Much of Andrews’ job involves helping people cope with pain like hers. On Saturday, she led what she called “healing and learning circles,” which she said are similar to support groups, for those who had come to remember their lost or missing loved ones. She leads similar groups at the Southcentral Foundation.
Then there was the music — the steady parade of dancers and singers that Kendra Kloster, the Tlingit executive director of Native Peoples Action, which organized the event, said was another way of working toward healing.
“Sometimes you don’t always have words to describe some of these issues that are going on," Kloster said. "A lot of our artists can express it through song, through drums, through mask carving or painting. It’s part of the culture, it’s part of the healing, it’s part of the storytelling.”
Underlying everything, though, were the drums, which Apok said many cultures believe represent the heartbeat of their people. The steady but deafening roar was the centerpiece of the event.
“Being here, I feel like hearing the drum is like hearing my auntie’s heartbeat again,” Andrews said.

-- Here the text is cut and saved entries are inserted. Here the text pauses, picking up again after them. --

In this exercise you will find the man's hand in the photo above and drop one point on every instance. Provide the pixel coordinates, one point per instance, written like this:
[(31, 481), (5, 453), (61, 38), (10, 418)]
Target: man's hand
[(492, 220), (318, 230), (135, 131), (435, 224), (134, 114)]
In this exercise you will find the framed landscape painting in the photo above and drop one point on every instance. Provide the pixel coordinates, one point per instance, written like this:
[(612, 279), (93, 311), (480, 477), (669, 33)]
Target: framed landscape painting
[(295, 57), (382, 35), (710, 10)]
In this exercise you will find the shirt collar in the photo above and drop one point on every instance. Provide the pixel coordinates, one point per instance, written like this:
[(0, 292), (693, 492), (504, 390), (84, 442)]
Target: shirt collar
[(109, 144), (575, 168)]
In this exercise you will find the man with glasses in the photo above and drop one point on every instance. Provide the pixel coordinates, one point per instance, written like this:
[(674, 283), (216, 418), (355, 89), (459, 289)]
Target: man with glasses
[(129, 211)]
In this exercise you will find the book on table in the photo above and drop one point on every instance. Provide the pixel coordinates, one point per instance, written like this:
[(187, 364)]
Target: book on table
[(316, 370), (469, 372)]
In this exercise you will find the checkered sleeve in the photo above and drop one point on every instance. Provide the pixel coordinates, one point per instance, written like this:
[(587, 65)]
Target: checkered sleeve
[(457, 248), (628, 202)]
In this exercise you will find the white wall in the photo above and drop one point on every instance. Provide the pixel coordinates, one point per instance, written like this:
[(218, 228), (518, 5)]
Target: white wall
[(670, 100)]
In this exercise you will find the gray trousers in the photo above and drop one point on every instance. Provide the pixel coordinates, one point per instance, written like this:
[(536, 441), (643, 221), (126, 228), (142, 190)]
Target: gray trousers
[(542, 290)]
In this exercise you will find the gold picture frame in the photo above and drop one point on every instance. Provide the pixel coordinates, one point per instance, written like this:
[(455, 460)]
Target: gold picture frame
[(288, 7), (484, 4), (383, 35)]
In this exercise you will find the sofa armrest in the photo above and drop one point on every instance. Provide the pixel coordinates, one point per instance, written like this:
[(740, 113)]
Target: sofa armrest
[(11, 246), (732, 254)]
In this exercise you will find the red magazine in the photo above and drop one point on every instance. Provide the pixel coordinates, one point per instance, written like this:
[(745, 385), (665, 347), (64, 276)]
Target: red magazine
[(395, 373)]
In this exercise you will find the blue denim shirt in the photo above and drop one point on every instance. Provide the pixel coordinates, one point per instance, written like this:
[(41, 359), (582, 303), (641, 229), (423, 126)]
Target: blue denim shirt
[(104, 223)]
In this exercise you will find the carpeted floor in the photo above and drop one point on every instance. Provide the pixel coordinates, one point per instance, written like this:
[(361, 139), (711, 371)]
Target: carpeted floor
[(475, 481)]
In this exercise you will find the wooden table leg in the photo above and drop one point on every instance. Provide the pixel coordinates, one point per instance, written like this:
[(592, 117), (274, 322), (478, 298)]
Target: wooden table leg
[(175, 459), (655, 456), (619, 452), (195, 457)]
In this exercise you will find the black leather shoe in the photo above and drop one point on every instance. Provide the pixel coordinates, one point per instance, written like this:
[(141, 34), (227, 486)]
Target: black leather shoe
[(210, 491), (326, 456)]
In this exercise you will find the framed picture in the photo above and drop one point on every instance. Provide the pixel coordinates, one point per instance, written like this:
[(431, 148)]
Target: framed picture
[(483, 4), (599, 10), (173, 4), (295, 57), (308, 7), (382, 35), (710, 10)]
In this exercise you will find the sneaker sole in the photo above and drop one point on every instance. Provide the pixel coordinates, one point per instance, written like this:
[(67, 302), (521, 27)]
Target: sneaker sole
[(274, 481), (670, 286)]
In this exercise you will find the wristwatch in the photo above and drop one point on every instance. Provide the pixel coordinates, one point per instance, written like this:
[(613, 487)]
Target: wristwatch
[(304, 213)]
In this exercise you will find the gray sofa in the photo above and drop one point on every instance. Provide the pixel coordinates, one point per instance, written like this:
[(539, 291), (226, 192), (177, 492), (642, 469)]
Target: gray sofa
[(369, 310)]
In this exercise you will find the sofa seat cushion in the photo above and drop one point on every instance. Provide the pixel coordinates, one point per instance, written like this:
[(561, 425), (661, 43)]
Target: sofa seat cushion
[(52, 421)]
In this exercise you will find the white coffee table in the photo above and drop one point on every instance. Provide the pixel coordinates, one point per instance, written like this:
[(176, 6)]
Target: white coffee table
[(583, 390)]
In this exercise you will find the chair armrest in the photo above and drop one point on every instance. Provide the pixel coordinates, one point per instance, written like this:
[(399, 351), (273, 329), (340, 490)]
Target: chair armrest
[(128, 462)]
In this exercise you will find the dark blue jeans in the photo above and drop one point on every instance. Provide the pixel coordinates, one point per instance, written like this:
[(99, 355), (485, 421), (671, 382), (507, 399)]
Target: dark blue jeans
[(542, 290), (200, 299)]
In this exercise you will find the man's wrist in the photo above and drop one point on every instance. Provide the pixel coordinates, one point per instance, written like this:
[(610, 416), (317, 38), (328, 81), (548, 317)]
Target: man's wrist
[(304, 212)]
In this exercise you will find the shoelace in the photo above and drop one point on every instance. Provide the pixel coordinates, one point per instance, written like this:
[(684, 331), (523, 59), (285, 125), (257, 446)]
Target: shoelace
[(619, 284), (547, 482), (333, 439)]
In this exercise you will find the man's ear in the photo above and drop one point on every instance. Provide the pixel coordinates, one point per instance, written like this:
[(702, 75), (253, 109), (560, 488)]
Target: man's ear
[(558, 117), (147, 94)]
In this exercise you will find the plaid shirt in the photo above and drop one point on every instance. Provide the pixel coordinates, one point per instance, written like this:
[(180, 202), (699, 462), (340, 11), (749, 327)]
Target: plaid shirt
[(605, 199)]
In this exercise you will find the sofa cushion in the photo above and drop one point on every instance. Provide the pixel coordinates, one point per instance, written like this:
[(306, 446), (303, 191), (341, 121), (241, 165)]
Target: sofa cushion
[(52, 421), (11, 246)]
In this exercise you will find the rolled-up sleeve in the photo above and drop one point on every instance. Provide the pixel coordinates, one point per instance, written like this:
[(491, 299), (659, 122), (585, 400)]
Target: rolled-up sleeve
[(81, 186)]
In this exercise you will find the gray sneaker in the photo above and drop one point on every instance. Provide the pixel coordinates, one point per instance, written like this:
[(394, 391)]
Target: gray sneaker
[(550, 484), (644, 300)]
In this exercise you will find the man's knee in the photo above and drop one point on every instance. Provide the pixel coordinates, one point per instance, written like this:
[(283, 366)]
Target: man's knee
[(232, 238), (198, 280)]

Even so, Kloster said there’s still work to be done — Saturday’s event was as much a rallying cry as it was a vigil. The little data that exists on missing and murdered Alaska Native women isn’t comprehensive, and advocates can’t convince the Legislature to address the problem without enough data to understand its scope, she said.
As far as what addressing the problem would look like, Kloster described a multifaceted solution that would combine greater investment in rural public safety with a stronger relationships between tribal governments and the federal and state governments. Legislation to that effect, she said, already exists in Washington state.
In the meantime, though, healers waited with burning sage, cleansing attendees as they walked out the door.